All-star forward Jeff Ruland of the Washington Bullets agreed yesterday to an extension of his contract with the National Basketball Association team.

"I think everybody got what they wanted," he said last night. "So now I can go about my business and can concentrate on playing . . . I'm so relieved it's finally over. It's been so long."

Neither Ruland nor his attorney, Kevin Plunkett, would disclose specifics, but it is believed that the contract was extended for two years and his base salary has at least doubled.

General Manager Bob Ferry of the Bullets was not available for comment last night.

Ruland, 25, had three years left on his five-year contract and would have earned $325,000 this season, $400,000 next season and $450,000 in 1986-87.

"It's not a lifetime extension, not your Magic Johnson type of deal," Plunkett said. "The contract from Jeff's perspective is financially reasonable for a player of all-star caliber last season."

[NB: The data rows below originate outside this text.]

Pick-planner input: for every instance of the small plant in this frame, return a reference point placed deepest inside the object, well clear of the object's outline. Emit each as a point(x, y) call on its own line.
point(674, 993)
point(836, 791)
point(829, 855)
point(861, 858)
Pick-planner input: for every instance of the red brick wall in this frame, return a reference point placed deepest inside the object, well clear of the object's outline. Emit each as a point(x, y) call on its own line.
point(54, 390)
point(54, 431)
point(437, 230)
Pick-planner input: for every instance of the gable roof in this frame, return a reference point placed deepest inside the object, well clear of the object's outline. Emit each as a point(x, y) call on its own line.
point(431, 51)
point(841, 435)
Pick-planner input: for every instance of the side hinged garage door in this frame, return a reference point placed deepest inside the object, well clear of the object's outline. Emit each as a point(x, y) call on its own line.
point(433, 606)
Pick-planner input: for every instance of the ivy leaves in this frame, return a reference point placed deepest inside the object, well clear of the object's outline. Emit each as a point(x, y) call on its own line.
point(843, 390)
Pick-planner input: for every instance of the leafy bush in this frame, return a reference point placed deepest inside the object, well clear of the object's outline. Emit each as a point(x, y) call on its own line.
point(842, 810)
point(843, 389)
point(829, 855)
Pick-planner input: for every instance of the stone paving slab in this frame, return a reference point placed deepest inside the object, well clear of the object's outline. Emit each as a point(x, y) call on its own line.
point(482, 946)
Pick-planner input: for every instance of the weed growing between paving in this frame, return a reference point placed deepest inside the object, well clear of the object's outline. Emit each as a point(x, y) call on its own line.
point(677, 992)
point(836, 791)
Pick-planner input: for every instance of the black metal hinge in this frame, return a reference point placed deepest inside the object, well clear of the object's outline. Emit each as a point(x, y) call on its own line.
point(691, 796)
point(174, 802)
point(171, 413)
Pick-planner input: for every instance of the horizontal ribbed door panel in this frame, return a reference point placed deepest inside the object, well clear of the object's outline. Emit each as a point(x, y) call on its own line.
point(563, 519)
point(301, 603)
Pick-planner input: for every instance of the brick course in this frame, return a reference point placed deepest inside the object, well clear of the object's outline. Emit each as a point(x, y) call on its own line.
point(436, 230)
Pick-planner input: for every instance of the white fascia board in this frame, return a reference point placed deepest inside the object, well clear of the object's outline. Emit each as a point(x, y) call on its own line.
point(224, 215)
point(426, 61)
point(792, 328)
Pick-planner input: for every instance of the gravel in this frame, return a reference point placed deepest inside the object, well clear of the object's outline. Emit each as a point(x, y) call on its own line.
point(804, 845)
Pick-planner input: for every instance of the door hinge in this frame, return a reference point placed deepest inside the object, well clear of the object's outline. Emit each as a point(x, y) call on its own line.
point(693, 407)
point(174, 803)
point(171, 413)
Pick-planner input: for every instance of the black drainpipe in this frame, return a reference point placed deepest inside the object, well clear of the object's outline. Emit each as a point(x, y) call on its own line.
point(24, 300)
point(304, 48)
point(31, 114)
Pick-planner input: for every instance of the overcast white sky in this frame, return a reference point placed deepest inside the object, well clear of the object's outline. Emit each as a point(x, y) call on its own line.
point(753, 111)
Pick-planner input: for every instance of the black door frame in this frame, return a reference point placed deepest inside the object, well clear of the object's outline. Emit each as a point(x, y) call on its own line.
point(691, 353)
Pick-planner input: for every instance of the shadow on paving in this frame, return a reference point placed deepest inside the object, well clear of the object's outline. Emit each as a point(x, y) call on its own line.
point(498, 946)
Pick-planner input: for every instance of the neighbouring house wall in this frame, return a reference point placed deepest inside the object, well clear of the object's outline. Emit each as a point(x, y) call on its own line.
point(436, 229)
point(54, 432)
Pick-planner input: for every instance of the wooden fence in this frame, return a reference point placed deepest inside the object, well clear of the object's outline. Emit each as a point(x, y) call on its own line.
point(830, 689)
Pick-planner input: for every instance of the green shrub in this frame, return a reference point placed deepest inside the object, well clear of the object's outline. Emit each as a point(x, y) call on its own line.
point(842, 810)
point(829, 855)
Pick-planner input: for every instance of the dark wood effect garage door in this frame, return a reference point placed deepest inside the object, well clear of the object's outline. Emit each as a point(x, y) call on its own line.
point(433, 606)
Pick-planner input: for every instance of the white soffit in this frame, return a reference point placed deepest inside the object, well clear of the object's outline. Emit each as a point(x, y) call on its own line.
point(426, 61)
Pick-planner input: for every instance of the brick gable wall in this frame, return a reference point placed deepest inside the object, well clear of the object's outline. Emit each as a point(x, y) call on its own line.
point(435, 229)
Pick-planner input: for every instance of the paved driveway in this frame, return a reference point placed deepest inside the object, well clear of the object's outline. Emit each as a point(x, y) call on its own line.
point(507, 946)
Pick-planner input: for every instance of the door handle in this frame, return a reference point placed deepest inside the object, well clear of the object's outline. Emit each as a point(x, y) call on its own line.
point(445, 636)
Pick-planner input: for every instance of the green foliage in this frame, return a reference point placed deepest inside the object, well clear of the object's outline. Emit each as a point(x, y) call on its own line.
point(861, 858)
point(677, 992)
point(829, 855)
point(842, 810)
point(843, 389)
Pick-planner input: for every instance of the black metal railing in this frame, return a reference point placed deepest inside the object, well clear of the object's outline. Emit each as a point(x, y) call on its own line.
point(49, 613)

"I just will have more security," Ruland said. "I have a daughter now; I have things like that to consider. Now I have money to stash away for a rainy day."

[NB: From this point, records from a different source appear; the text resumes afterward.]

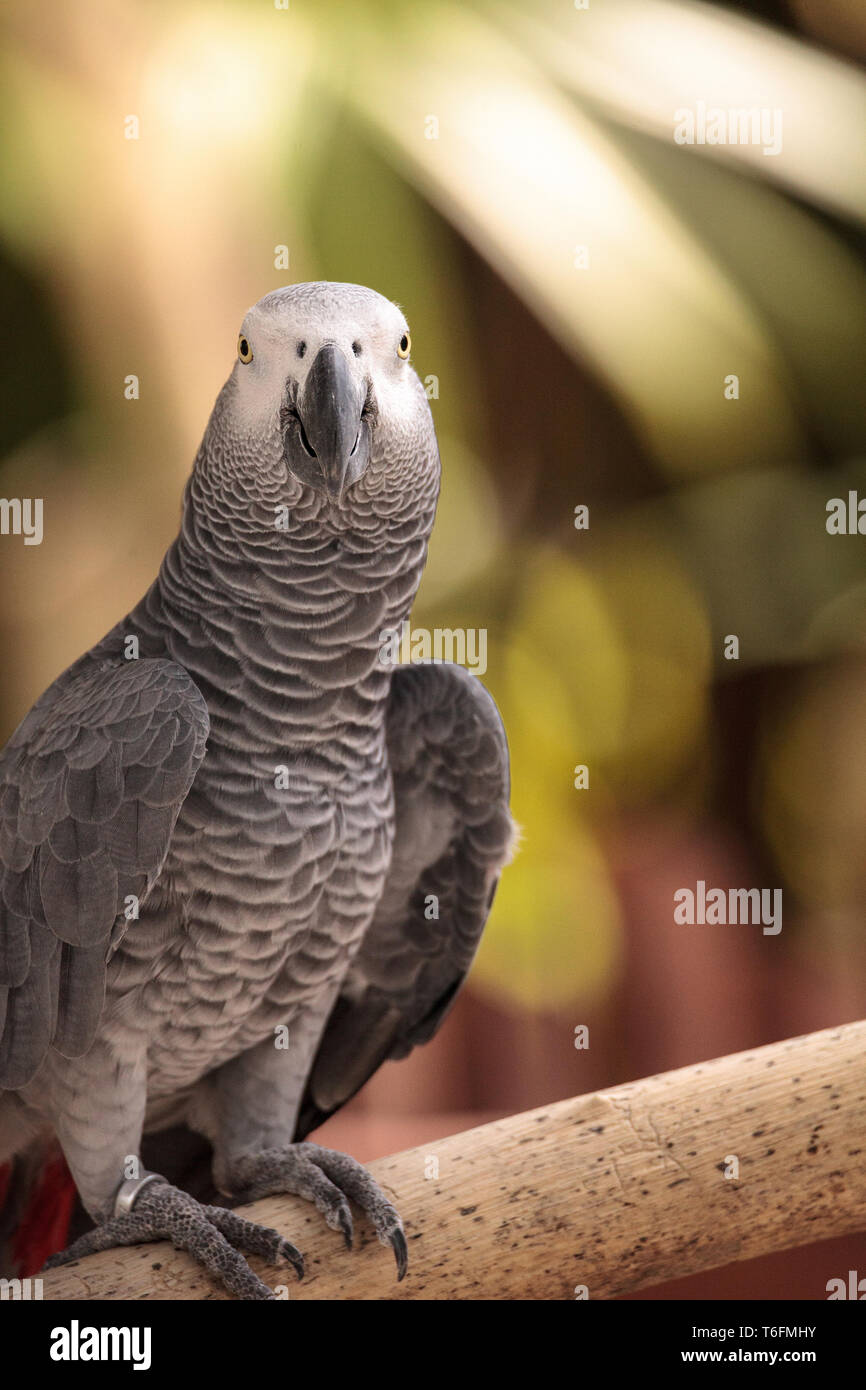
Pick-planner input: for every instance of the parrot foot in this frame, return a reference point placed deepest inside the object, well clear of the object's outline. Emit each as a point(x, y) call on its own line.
point(327, 1179)
point(211, 1235)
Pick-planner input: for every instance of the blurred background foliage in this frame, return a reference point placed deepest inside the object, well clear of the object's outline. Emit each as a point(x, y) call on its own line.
point(558, 387)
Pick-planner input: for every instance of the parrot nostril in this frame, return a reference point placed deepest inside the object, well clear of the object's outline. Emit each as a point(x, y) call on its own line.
point(305, 442)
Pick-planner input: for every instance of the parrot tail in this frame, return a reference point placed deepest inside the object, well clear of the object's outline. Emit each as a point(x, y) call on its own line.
point(36, 1201)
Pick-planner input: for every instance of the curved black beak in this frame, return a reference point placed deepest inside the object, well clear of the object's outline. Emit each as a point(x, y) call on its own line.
point(325, 432)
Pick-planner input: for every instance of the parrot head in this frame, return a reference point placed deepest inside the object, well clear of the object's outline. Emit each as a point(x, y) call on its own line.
point(323, 388)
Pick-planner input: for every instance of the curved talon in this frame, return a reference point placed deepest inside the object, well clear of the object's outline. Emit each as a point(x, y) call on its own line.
point(292, 1257)
point(401, 1250)
point(345, 1225)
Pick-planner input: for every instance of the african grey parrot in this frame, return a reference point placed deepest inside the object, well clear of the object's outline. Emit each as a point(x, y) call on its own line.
point(231, 815)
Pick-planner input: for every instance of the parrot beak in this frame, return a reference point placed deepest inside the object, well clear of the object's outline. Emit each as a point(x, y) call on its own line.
point(325, 435)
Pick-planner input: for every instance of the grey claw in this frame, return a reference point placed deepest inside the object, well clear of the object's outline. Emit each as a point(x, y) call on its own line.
point(345, 1225)
point(292, 1255)
point(401, 1251)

Ruland, who is 6 feet 10 and weighs 240 pounds, was third in the NBA in rebounding (12.3), sixth in field-goal percentage (.579) and 15th in scoring (22.2) last season. In addition to having more assists (296) than personal fouls (285), he averaged 41 minutes a game for a Bullets team he earlier this week said depends on him "to score 25 points a game, get 15 rebounds, dish out nine assists and sell the popcorn."

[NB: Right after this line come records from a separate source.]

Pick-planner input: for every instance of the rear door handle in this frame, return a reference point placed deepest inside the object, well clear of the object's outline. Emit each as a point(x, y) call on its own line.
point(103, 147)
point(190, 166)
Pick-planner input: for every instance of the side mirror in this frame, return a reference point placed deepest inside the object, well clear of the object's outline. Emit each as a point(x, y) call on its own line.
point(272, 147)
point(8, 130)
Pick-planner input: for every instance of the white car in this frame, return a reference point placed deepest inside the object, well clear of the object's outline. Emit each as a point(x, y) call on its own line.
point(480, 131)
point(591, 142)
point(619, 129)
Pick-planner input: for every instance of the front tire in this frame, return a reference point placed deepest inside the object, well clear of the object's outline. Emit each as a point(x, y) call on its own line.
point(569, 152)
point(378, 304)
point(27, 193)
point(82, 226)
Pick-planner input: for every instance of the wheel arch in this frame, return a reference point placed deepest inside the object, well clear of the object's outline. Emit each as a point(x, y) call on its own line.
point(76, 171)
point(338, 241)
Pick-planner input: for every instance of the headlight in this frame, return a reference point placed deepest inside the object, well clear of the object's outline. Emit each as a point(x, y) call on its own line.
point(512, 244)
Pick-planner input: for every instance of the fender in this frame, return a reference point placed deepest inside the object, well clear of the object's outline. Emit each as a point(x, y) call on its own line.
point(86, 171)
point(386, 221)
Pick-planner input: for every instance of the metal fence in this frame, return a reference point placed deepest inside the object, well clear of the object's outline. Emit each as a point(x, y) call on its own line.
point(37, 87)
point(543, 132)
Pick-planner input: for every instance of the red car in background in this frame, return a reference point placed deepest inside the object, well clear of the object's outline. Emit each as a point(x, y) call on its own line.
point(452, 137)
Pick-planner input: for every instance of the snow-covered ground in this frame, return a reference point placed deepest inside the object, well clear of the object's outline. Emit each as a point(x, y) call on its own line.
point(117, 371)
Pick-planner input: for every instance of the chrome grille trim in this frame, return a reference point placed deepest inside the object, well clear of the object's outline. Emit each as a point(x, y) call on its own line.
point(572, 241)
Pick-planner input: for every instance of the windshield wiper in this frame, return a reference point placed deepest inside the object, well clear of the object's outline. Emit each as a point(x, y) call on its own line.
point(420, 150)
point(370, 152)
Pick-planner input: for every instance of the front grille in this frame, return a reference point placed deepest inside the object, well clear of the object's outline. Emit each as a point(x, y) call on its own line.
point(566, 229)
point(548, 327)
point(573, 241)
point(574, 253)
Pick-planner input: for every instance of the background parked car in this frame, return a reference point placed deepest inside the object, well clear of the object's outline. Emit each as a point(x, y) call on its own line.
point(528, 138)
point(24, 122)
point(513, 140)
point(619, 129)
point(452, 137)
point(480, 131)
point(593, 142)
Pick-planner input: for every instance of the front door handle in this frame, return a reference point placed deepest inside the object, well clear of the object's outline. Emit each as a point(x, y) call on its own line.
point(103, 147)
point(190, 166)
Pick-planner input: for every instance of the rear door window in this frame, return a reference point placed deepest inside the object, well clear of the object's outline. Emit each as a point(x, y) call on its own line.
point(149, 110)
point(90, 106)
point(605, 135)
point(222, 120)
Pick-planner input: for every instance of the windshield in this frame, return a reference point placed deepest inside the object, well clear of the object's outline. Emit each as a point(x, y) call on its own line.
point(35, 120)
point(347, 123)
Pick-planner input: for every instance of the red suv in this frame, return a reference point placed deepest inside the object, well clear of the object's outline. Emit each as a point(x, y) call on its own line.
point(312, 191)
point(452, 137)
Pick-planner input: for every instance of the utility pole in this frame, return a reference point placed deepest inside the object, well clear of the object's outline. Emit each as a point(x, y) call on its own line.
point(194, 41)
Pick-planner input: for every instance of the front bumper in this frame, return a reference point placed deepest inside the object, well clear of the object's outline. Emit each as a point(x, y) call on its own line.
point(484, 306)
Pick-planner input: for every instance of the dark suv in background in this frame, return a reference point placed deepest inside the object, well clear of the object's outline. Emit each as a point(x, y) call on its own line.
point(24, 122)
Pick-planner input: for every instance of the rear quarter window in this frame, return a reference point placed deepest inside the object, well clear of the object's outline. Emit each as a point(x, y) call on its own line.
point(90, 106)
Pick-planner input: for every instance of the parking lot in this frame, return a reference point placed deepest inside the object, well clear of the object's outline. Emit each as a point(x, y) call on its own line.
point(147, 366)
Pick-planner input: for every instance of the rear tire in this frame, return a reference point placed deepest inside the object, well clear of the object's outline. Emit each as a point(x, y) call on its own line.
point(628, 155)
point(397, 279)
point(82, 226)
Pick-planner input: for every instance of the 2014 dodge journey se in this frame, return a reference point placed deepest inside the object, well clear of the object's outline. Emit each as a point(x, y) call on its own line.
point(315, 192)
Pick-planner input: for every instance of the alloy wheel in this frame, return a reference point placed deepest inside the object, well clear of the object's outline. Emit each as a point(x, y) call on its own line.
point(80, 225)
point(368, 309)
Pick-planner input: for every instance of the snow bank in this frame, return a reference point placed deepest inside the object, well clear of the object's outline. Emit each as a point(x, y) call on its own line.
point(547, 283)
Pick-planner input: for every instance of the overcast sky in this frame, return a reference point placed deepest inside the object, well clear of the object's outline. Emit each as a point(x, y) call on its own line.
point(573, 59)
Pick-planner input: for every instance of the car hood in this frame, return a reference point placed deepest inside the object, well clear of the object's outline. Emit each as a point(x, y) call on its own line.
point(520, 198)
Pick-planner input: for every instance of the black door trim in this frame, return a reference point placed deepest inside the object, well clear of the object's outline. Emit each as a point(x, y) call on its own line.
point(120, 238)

Ruland, who developed into a star in his second NBA season, had wanted for more than a year to renegotiate. Last season, the team's owner, Abe Pollin, told him the Bullets would renegotiate during the offseason if he had another good year.

But on the eve of training camp, Ruland said he might not report because he considered negotiations at an impasse after only he had made concessions and said the Bullets had offered "peanuts" for a two-year extension.

Negotiations resumed that night between Plunkett and Ferry, and Ruland reported to training camp the next morning. It then took almost two weeks to complete the deal.

Ruland has grumbled about how much other players, such as Marvin Webster and Bill Cartwright of the New York Knicks, earn. Webster will earn $450,000 base salary this season and Cartwright $600,000. Last year, Len Elmore, a Knicks' reserve, earned $225,000, only $50,000 less than Ruland. Mike Gminski of the New York Nets made $350,000.

Even a reserve forward such as Bob McAdoo of the Los Angeles Lakers had a base salary of $756,000 last season ($878,000 this season).

With the Bullets settling with Ruland, the only apparent remaining contract problem is with Greg Ballard, their starting small forward the past four years. Ballard declined an offer by the team last year in order to test the free-agent market.

But he has not received an offer sheet, and both Ferry and Larry Fleisher, Ballard's attorney, refuse to initiate negotiations.

Fleisher said three weeks ago that he didn't believe the Bullets were interested in Ballard, who has declined comment about his situation. On Wednesday, Coach Gene Shue said, "We need a player like Greg Ballard. He would give us another weapon, and we want as many weapons as we can get."